"Why should I care?"That was the question that urologist Blake Hamilton, M.D., shot back at a hospital administrator who had approached him about a cost–saving idea."It's not my hospital."
Admittedly blunt, Hamilton's reaction echoes what many physicians at academic medical centers feel about proposed cost–saving measures. Doctors have fiercely guarded against the reach of business interests into the decision–making realm of patient care. Plus, they've had no financial incentive to save the system money. At the time, Hamilton saw nothing in it for him or his patients.
Over the past seven years, he's undergone a complete transformation from being uncommitted to becoming medical director of the Urology Center, a member of a profit–sharing committee that rewards physicians for cost-saving ideas (see page 26), and excited about spending the rest of his career here. "I'm pretty much all in," he says.
What prompted the change? It was the director of surgical services, Kathy Adamson, R.N., who set the wheels in motion. She told him he was a "terrific, bright surgeon" and encouraged him to join a risk–management task force. The idea wasn't appealing–"junior faculty don't want to be involved in the business of medicine"–but he was flattered. Then he received a follow–up invitation from the one person who always has your attention–the department chair. "The next thing you know, they were asking me to run a few things."
The more involved Hamilton became in the institution, the more he felt the institution's commitment to him. In short, he began to care. Now Hamilton wants to engender that kind of loyalty and engagement in his junior faculty by showing them early on that both he, and the institution, are invested in them. "If you position your institution as one on the move–as a model for the country–young physicians won't want to let go of it. And once you make a longterm commitment, then you want it to be good."
A CFO'S PERSPECTIVE
Gordon Crabtree didn't know much about health care when he became the CFO of University of utah hospitals and clinics ten years a go.Health care pricing was like a foreign language to him, and the world of Medicaid a sort of dangerous foreign land.
But Crabtree knew plenty about business and politics, which he quickly realized would serve him well in an environment that had so many competing interests. First order of business was to prove to the physician group that he was genuinely interested in developing a win–win relationship. Serendipitously, a flier landed on his desk for a Medicaid 101 meeting in Chicago. He returned from the four–hour meeting with a list of 25 action items that would annually enhance faculty revenues by $10 million and hospital revenues by $45 million. "Keep the money," Crabtree told the executive director of the physician practice group. "Just give me the credit."
That paved the way for Crabtree to begin making some fundamental changes: to create a culture of financial transparency and to "preach the unified gospel," as he puts it–converting people to the idea that there weren't different buckets of hospital revenue and corresponding margin for each specialty or patient care unit. There was only one bucket, which was for the entire system. And that money needed to be allocated strategically to support all of the missions of an academic medical center.
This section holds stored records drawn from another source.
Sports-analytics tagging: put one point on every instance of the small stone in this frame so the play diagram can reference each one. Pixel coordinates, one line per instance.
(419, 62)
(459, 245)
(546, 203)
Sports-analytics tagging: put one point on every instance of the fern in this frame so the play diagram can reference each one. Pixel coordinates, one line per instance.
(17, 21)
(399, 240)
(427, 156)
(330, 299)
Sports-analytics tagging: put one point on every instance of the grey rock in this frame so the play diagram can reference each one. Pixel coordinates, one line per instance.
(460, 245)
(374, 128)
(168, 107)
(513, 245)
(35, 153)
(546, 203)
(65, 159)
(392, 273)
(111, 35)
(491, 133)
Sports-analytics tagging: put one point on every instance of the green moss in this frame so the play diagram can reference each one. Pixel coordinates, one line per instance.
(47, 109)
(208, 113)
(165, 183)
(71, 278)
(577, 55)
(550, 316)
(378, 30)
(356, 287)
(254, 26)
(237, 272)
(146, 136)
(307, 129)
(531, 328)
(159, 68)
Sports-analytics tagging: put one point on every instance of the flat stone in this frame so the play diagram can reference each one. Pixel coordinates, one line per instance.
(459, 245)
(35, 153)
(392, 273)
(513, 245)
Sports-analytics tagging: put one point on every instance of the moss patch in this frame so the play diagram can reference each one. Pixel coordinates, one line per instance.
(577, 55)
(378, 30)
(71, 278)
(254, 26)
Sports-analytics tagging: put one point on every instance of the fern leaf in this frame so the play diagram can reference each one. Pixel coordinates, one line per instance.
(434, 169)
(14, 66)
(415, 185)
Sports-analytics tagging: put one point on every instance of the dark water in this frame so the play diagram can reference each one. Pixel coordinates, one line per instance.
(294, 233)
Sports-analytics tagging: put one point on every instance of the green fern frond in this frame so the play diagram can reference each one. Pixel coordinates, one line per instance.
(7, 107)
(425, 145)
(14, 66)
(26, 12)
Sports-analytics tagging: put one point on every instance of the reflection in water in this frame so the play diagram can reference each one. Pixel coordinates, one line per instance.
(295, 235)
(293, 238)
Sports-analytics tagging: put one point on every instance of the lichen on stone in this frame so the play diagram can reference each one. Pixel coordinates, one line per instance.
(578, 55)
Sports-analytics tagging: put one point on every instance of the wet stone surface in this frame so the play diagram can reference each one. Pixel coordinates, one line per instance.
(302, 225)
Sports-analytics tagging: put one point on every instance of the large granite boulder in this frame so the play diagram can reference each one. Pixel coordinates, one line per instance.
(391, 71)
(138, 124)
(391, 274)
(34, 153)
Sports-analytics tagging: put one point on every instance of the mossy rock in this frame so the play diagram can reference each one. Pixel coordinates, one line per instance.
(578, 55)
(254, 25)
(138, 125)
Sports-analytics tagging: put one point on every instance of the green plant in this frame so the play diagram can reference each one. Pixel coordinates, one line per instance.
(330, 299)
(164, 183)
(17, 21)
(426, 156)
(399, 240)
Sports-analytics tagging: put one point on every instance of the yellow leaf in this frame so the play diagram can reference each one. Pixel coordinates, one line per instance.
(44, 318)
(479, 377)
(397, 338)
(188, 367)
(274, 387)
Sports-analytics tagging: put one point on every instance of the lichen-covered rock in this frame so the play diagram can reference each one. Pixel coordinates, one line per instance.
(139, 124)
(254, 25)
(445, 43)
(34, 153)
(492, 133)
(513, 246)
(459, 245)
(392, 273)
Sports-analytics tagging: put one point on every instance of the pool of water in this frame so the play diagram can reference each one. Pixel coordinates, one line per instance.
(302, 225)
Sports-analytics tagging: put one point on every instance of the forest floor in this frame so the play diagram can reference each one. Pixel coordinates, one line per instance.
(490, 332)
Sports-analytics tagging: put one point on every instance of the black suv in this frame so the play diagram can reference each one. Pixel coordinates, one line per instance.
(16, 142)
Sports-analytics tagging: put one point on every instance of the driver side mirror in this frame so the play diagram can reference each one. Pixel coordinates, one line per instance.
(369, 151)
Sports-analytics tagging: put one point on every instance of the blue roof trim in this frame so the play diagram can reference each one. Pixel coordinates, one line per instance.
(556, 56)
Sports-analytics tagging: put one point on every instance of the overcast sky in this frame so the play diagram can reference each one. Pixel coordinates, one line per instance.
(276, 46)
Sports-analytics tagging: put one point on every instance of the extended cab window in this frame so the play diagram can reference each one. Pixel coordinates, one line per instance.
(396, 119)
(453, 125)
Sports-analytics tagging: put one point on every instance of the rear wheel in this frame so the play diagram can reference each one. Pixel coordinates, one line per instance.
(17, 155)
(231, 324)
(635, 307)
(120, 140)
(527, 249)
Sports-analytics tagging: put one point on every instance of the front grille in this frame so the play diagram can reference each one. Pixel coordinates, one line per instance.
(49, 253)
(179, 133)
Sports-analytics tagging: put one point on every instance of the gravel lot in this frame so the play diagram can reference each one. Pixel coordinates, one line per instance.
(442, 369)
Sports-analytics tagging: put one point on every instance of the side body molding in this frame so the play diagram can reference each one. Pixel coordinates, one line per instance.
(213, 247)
When CEO David Entwistle arrived five years later, he pushed Crabtree's ideas even further and revamped the most contentious and least transparent financial process–the transfers made from the clinical enterprise to the academic departments. Instead of meeting with individual chairs privately, Entwistle and Crabtree invited all of the chairs to decide how to allocate that single profit margin, shifting the full responsibility of making those hard decisions to them. "We use a formula to determine how much money there is to spend, and then they prioritize how to do it," says Crabtree. "Once they realize it's a zero–sum game, they come to an agreement about what the community really needs."
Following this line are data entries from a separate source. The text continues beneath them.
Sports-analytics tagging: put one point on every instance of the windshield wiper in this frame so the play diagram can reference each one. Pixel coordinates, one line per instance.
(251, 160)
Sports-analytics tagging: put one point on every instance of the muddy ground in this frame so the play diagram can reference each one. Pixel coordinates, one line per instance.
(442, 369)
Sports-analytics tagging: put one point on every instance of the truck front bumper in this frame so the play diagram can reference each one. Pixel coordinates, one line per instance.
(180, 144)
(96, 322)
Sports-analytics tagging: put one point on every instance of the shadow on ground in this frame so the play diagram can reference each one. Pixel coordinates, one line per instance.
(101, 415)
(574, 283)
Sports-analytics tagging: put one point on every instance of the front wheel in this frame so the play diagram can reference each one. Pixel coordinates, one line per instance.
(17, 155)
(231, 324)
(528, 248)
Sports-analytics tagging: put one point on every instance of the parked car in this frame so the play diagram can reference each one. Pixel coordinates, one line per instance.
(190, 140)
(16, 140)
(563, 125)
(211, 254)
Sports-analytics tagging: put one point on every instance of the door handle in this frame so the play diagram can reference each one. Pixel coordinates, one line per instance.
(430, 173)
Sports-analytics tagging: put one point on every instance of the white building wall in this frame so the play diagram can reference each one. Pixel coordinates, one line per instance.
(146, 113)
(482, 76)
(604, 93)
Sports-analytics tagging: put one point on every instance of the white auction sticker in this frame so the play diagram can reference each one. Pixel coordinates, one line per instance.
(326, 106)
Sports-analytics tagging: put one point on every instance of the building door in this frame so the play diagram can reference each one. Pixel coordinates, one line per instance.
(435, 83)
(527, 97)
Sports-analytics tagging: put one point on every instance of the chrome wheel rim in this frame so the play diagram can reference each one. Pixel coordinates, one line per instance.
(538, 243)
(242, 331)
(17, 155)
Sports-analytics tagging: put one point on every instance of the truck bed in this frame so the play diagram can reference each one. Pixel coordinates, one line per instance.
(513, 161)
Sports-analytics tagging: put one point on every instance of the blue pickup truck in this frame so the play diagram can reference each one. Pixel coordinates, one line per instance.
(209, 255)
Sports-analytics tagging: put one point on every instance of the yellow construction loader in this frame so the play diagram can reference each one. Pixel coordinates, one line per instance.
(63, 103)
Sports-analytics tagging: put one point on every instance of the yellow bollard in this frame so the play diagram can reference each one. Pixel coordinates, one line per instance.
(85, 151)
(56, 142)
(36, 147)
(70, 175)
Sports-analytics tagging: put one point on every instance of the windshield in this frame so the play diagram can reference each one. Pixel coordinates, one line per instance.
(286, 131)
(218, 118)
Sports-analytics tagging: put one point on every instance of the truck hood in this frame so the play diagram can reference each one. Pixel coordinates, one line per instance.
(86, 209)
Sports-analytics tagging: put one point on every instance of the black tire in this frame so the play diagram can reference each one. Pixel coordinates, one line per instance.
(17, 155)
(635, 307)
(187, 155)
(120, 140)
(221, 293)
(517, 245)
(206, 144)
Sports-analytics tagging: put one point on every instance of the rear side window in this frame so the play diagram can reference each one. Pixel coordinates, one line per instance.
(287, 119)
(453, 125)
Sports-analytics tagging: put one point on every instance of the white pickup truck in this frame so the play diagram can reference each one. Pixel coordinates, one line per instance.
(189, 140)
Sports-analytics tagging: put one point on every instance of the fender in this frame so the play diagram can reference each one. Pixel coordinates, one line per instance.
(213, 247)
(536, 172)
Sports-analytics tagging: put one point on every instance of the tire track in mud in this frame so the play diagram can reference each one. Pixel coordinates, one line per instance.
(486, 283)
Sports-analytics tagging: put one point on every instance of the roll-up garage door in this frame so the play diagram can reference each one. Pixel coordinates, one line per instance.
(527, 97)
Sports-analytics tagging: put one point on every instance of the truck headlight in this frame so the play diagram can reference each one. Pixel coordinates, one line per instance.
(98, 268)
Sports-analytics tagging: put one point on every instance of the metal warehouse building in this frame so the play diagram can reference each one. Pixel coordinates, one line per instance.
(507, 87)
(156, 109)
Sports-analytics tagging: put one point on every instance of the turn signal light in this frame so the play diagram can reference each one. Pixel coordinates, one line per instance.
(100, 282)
THE IDEA: CREATE PROFIT–SHARING OPPORTUNITIES FOR PHYSICIANS
No one is in a better position to figure out how to provide higher quality care at a lower cost than physicians.But how do you shift the mind–set so that they consider financial stewardship a fundamental part of their job description?One way is to have them share in the profits
The University of Utah Health Care Partners Program (UHPP) is designed to have the clinical enterprise award the academic department 50 percent of the annualized savings for any cost–saving idea its faculty members implement. The department can use the one–time money for anything except salaries–including funding research projects and purchasing new equipment and supplies. "It's the hospital saying, ‘We want to partner with you; we want to share these savings with you,’" says Quinn McKenna, M.H.A., chief operating officer of University of Utah Hospitals and Clinics.
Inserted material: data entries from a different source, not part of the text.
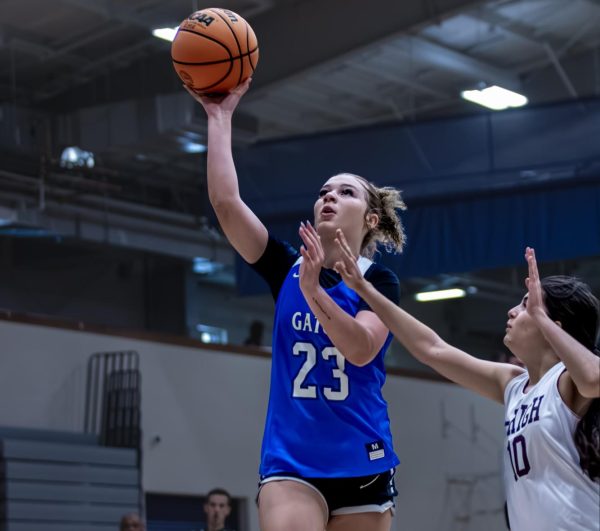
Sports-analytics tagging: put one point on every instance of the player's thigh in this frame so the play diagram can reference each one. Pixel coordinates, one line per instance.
(361, 522)
(291, 506)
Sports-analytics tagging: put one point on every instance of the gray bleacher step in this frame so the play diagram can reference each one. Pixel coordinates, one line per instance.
(67, 512)
(32, 491)
(54, 452)
(65, 437)
(69, 473)
(59, 526)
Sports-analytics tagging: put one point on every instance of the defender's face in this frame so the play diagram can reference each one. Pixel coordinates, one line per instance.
(342, 203)
(217, 509)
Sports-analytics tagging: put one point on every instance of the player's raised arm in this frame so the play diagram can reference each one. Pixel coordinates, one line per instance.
(583, 367)
(243, 229)
(484, 377)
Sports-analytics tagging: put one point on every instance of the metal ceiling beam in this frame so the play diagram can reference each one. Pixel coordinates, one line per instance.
(462, 63)
(296, 37)
(514, 27)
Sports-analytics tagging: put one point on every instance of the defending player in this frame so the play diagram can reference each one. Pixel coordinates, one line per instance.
(552, 410)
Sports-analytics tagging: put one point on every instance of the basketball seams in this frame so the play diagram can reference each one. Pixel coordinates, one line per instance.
(248, 46)
(247, 54)
(226, 21)
(199, 70)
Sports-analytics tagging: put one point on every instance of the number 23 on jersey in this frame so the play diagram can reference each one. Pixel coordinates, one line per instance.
(303, 390)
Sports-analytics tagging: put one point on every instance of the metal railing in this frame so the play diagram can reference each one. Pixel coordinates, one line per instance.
(113, 399)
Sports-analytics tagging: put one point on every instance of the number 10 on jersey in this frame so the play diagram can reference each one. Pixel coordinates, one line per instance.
(302, 390)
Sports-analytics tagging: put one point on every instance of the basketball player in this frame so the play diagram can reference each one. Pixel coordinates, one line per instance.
(327, 457)
(552, 409)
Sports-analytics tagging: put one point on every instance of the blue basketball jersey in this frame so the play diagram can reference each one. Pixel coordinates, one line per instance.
(326, 417)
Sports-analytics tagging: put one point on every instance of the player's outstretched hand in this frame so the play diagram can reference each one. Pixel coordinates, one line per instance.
(221, 104)
(347, 266)
(535, 300)
(312, 257)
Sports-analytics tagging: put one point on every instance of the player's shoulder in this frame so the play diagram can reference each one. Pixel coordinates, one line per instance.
(380, 273)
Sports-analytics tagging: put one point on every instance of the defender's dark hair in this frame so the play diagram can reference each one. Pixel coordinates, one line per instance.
(571, 302)
(220, 492)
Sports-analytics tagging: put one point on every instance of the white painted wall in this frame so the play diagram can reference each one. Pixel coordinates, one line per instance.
(208, 409)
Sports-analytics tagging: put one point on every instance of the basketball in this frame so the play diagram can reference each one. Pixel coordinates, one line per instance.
(214, 51)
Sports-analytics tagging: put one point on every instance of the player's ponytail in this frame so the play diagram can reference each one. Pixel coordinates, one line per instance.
(389, 232)
(587, 441)
(571, 302)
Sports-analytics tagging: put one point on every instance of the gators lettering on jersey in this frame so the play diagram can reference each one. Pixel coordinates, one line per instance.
(326, 416)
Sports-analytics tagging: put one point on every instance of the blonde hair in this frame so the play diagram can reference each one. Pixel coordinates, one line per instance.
(389, 232)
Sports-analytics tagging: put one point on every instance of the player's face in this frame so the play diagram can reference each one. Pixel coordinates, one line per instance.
(342, 203)
(217, 509)
(520, 328)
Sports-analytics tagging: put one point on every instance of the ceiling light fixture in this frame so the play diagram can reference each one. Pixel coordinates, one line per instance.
(167, 34)
(443, 294)
(495, 98)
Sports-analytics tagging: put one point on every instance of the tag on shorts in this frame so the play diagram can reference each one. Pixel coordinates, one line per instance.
(375, 450)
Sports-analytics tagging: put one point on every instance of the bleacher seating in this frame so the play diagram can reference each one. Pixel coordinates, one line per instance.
(64, 481)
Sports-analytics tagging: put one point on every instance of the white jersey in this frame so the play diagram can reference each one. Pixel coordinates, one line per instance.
(545, 487)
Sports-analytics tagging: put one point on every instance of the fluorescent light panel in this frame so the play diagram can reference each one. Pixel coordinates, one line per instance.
(442, 294)
(495, 98)
(168, 34)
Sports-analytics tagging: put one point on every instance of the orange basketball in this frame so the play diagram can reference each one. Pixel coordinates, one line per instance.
(214, 51)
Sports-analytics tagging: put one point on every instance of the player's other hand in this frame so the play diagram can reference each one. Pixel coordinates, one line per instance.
(221, 104)
(347, 266)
Critical to UHPP's success has been the hospital's investment in the people, process and technology necessary to generate and openly share meaningful and reliable data. When physicians trust the data, they're more willing to scrutinize their practice patterns and determine how they–not administrators or analysts–can best improve the value of care they–re providing. "Physicians are scientists. If you give them good information, they'll make good decisions. If you give them bad information, they'll know it," says Jann Lefler, M.B.A., director of Financial Planning and Decision Support at University of Utah Hospitals and Clinics.
According to McKenna, UHPP is creating a new dialogue between physicians and administrators and shifting the culture dramatically. "Now we have everyone around the same table; everyone's involved in the conversation," says McKenna. "We have no intention of stepping back. We want to be part of the national solution to improve the value of health care."